Authentic Home-Cooked TasteBy Zarminae Ansari
928 Massachusetts Avenue, Cambridge
For natives of South Asia, Indian restaurants in Boston have often been a frustrating disappointment. Recently, though, a few restaurants have opened that serve trademark dishes with a decidedly authentic home-cooked taste. The latest and arguably one of the best Indian restaurants in the area opened in Cambridge. India Castle is situated on 928 Massachusetts Avenue, between MIT and the school down the street, a few minutes away from the Cambridge City Hall.
Partners Raghbir Singh and Chef Mohinder Badwal had been in the restaurant business for many years before embarking on this venture. The fact that the owners are always hovering around ensures the kind of quality that I was surprised to find at this restaurant.
The service when I went was great. Mr. Singh walked around and made sure things were running smoothly, while the wait staff was friendly, alert and efficient, confidently expounding on the virtues of one type of bread over another.

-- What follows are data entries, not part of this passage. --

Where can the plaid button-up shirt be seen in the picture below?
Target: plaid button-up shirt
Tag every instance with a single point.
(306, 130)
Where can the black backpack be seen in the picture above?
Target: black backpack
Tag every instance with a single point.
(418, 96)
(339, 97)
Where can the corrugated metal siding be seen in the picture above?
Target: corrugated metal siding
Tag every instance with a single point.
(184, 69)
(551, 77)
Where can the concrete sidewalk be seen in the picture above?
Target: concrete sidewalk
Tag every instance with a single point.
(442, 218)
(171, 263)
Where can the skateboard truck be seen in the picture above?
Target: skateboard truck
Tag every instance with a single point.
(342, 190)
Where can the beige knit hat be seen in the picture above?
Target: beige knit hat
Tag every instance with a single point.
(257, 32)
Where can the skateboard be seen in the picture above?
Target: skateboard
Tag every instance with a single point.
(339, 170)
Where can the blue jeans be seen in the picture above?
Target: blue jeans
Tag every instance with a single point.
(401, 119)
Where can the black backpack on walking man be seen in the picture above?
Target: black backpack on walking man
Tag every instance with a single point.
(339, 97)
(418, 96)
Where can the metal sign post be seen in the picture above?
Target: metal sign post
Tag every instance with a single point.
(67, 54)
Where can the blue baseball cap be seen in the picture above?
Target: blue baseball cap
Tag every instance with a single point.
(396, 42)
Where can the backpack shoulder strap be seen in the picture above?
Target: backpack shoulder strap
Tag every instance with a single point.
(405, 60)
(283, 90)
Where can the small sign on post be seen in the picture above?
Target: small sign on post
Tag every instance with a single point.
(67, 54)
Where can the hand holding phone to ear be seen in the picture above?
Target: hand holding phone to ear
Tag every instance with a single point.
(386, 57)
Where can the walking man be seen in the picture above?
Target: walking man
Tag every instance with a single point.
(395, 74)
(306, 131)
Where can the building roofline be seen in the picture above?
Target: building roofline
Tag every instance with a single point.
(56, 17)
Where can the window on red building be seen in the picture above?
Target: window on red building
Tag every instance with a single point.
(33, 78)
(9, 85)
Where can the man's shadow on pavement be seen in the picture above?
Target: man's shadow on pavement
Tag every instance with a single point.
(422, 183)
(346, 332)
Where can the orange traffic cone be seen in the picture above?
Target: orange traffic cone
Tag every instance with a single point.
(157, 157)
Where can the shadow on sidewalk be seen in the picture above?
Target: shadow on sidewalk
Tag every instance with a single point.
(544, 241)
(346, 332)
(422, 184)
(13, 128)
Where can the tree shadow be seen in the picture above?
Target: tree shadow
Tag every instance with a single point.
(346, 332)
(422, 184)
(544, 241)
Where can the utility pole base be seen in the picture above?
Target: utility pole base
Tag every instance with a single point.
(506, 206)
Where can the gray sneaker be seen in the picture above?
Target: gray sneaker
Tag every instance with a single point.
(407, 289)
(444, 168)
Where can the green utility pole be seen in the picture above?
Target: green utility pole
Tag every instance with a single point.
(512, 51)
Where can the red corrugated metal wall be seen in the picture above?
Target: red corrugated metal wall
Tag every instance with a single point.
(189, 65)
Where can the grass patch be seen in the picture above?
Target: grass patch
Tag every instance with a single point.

The atmosphere is lively and makes for a great place to take a date, visiting parents, or where you can just hang out with a bunch of friends. The interior is fairly tasteful -- neither garish, nor too loud -- except for the awful artificial flowers on every table.
You can tell a lot about an Indian meal even before you get to the main course. If the accompaniments have been carefully prepared, the food usually is, too. The condiments and chutneys with the appetizers -- mint, tamarind and onion -- were delicious. I ended up eating them with plain bread: Naan cooked in a Tandoori oven. Then again, I could eat the garlic naan ($2.95) all by itself. That they don’t use prepackaged minced garlic is attests to the general quality of the ingredients. The freshly minced garlic naan is as aromatic as the best garlic bread and is not to be missed.
Other breads include the aloo paratha ($2.95) -- whole wheat bread similar to a multi-layered buttered tortilla with a stuffing of spiced mashed potatoes and peas cooked on a grill with “ghee” or traditional butter. The breads are excellent, especially the plain parathas, but the aloo paratha, a meal in itself eaten with yogurt “raita,” was a disappointment. Maybe it is a personal preference, but I like my aloo parathas to be spicy. The stuffing was fairly bland, perhaps because it needs to be eaten with a good mango pickle such as “Ahmed’s” (available at most Indian stores).
Rice is my pet peeve at Indian restaurants. It is usually a lower quality Basmati, and from the almost dusty taste, you can make out that the rice was not rinsed properly -- if at all -- before cooking. Rinsing until the water runs clear is essential. I usually order bread to accompany my food instead of eating the rice, and I never take it home. The rice at India Castle, however, is not just edible, it is great Basmati that can be enjoyed with yogurt “raita,” the entrees, or simply by itself.
We started with bhel puri, paneer pakoras, and vegetarian samosas for appetizers. Bhel puri is a delicious tangy and crispy snack of minced onions, tomatoes, and herbs with a savory crispy mixture including puffed rice, in a tamarind sauce. It must be eaten immediately before the sauces make the mixture soggy. The condiments and chutneys may be added to vary the taste. The samosas (2 pieces, $2.50) are among the best in Boston. These are turnovers stuffed with seasoned mashed potatoes and peas. What makes them different is the deliciously spiced stuffing. Paneer pakoras ($3.95) are deep fried chunks of homemade cheese marinated in chickpea batter -- delicious! My friends and I were already stuffed after the appetizers; they were probably more than enough for four people.
For an entree, we sampled the shahi paneer ($9.95). This dish -- homemade cheese cooked in a mildly spiced tomato cream sauce -- is anything but low-fat, but it is really satisfying and a favorite temptation. Another very similar dish is malai koftas ($5.25): minced vegetable balls cooked in the same kind of sauce. If you go, order one or the other if it is a party of less than four.
The only non-vegetarian dish we tried was the chicken kadai ($10.95): white meat sautÉed with onion, tomato, and bell peppers. The long strips of ginger and fresh cilantro leaves reminded me of home. What more can I say? It was excellent. I have heard friends say that the chicken do piaza is really good too.
At the end of the meal we were too stuffed to try the deserts, so we just had masala chai ($1.50). The day that Indian restaurants learn to serve the kind of milky spiced tea that people will actually drink will be a happy day indeed. It is a sad thing when the closest thing to real masala chai, in my opinion, is Starbucks’ Chai Tea Latte. Personally, I have never had masala tea with fennel seeds or “saunf,” a mixture of ginger, clove, and cardamom. My advice is to lose the saunf ... please.
The restaurant also offers a lunch buffet for the unbelievable price of $6.95. The owners say that they lose money on the buffet, but it is a good advertisement for the restaurant. They also offer free delivery, which I requested for a recent party, and found it prompt and very reliable. I had hoped that there would be leftovers afterwards of paneer pakoras, samosas, kababs, and chicken tikkas: the lack thereof testifies to the quality of the food at India Castle.